Prenups; keeping it in the family
Pre-nups; what you need to know and how they can protect you, your family and your farm or business.
‘We aren’t super-rich, so it isn’t for us’
‘If we split up, I am sure we’d just agree’
‘We don’t have millions in the bank or a yacht, what do we need a pre-nup for?’
These are just some of the things I hear when I talk to clients about pre-nuptial agreements; and understandably so if their hazy reputation is anything to go by. Pre-nups get a rough ride in the media and have long been seen as the reserve of the super-rich. But in recent years pre-nups have slowly crept their way into succession and inheritance planning discussions as a useful tool for couples, and their families, as a way to preserve farms for generations to come.
Of course, the elephant in the room is that pre-nups don’t do much to tick the ‘romantic gesture’ box.

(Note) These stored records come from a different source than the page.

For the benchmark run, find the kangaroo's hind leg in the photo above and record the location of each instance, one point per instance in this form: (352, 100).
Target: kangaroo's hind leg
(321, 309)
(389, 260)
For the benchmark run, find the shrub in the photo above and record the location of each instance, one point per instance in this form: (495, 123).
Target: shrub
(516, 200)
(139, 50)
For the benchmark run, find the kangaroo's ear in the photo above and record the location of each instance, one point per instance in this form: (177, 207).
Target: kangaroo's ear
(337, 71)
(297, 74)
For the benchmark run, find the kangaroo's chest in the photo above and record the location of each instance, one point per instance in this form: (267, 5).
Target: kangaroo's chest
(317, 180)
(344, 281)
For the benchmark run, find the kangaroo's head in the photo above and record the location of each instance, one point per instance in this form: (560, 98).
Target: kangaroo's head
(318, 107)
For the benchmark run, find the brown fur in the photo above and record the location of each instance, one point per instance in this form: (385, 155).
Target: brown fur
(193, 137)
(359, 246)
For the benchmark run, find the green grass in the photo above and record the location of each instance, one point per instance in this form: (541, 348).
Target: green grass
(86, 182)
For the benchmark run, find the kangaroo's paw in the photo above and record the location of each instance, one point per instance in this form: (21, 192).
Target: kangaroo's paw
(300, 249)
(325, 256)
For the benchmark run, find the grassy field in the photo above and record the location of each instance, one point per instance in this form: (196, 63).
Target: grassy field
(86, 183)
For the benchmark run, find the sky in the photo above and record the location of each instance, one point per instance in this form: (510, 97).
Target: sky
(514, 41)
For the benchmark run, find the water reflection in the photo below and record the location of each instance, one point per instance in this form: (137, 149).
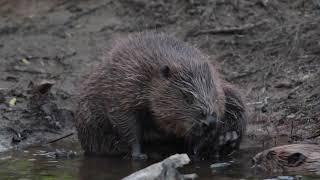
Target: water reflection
(43, 163)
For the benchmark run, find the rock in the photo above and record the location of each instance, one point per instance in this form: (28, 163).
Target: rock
(165, 170)
(216, 167)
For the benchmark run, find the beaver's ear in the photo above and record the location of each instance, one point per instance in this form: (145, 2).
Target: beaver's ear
(164, 72)
(296, 159)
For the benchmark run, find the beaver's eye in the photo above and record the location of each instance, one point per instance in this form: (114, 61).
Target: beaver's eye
(188, 97)
(203, 114)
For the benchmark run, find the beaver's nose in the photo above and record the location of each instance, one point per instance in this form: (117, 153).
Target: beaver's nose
(211, 121)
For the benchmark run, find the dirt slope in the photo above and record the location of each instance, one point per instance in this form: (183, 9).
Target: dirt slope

Lots of other lawyers use the analogy that a pre-nup should be thought of as you would a will; not a pleasant scenario to think about, but something you should do. But let’s be frank here; we will all, eventually, leave this mortal world; whereas not all marriages end.
The way I put a pre-nup into context for my clients is that they should think of the need to consider one when planning a wedding just as they think about travel insurance when they are arranging a holiday. The fact is you don’t plan the trip of your life and take out travel insurance with the mindset of hoping you need it; you do it so you and your family are protected if something unexpected or painful happens. It is a small outlay now, for peace of mind and financial clarity should the worst happen.
The aim of a pre-nup is that it will reduce disputes should a married couple separate, by agreeing in advance what their financial relationship would look like on separation and what would be ‘off the table’ when splitting matrimonial assets. The pre-nup, like any legal document, can be as narrow or as wide as the engaged couple wish; it can simply name a specific asset which they agree would never be shared on divorce, like a family farm, land or partnership, or go into greater detail.
Many clients ask me whether a pre-nup is legally enforceable; the simple answer is that if certain clear requirements are followed in the process of preparing the document, then on balance the court will uphold them as a clear demonstration of the intention of the two people entering into it. Whilst that is not quite the ‘automatically binding’ guarantee that some may expect, a well-drafted and professionally handled pre-nup should hold up to even the strictest judicial scrutiny without concern.
Those pre-nups which the courts have not upheld in the decade or more since they have been given legal effect have failed to meet the factors set down by the court; the issue has not been a simple disregard of a validly entered into pre-nup.
To ensure a pre-nup will be given the fullest weight, these questions should be on the lips of your trusted legal advisor;
- Is the agreement fair? If the terms leave one party with nothing it is unlikely to be upheld. A well-drafted agreement which meets both parties needs, even if one is more substantially provided for than the other, would be fair and likely to succeed;
- Has there been full financial disclosure? Keeping your true financial picture quiet, or failing to disclose something ‘material’, is a big no-no. The disclosure could a summary, or you might both agree to needing a valuation of some aspects, but keeping quiet is not an option;
- Have both parties obtained independent legal advice? The court will have a keen eye on whether a financially weaker party really understands the implications of the agreement and their financial sacrifices;
- Have you provided for any child/children, especially ‘future’ ones? The agreement should adequately provide for a child or leave the issue open to discussion at the time it comes into effect on separation; without a child’s financial needs being met, there is likely to be some departure from the agreement;
- Was the agreement entered into freely, without pressure or duress? and
- Timing is key; was it finalised at least 21 days before the wedding? Ideally it will be far in advance to allow plenty of time for open discussion and clear legal guidance.
If each of these steps is followed, then there is little reason a judge should direct something other than that which has been agreed between two consenting adults who were sensible when times were rosy.
One thing to note is that, whilst we talk about ‘what would a Judge order’, many parties who separate having previously entered into a pre-nup are keenly able to agree how to finalise their settlement with clear reference to their pre-nup, without having to challenge the contents nor litigate matters at all.
If there is a dispute about a pre-nups validity which requires an application to the court, it is worth bearing in mind that recent caselaw has shown that the Court is very reluctant to write off the whole arrangement; it can be that the Court departs from some of the agreement in order to meet one party’s or a child’s need, but materially leave the asset/s in the pre-nup otherwise unencumbered.
Marjha’s Top Tips;
- Don’t write off a pre-nup as ‘not for us’. The reality is that everyone should consider a pre-nup if there is an asset, business, partnership or possibility of inherited wealth; it helps you decide how you would want to deal with things should you ever separate. Doing this when the sun is shining is far easier then when the clouds of separation have descended.
- Have the discussion early; the more open you can be, and the more you can agree in advance, will smooth the process and can reduce the legal costs in drafting it.
- Get legal advice as soon as you can; bespoke and tailored advice is key, without the time pressure of an impending wedding. That advice should include wills which mirror what the agreement achieves, and should be part of wider succession and inheritance planning where needed.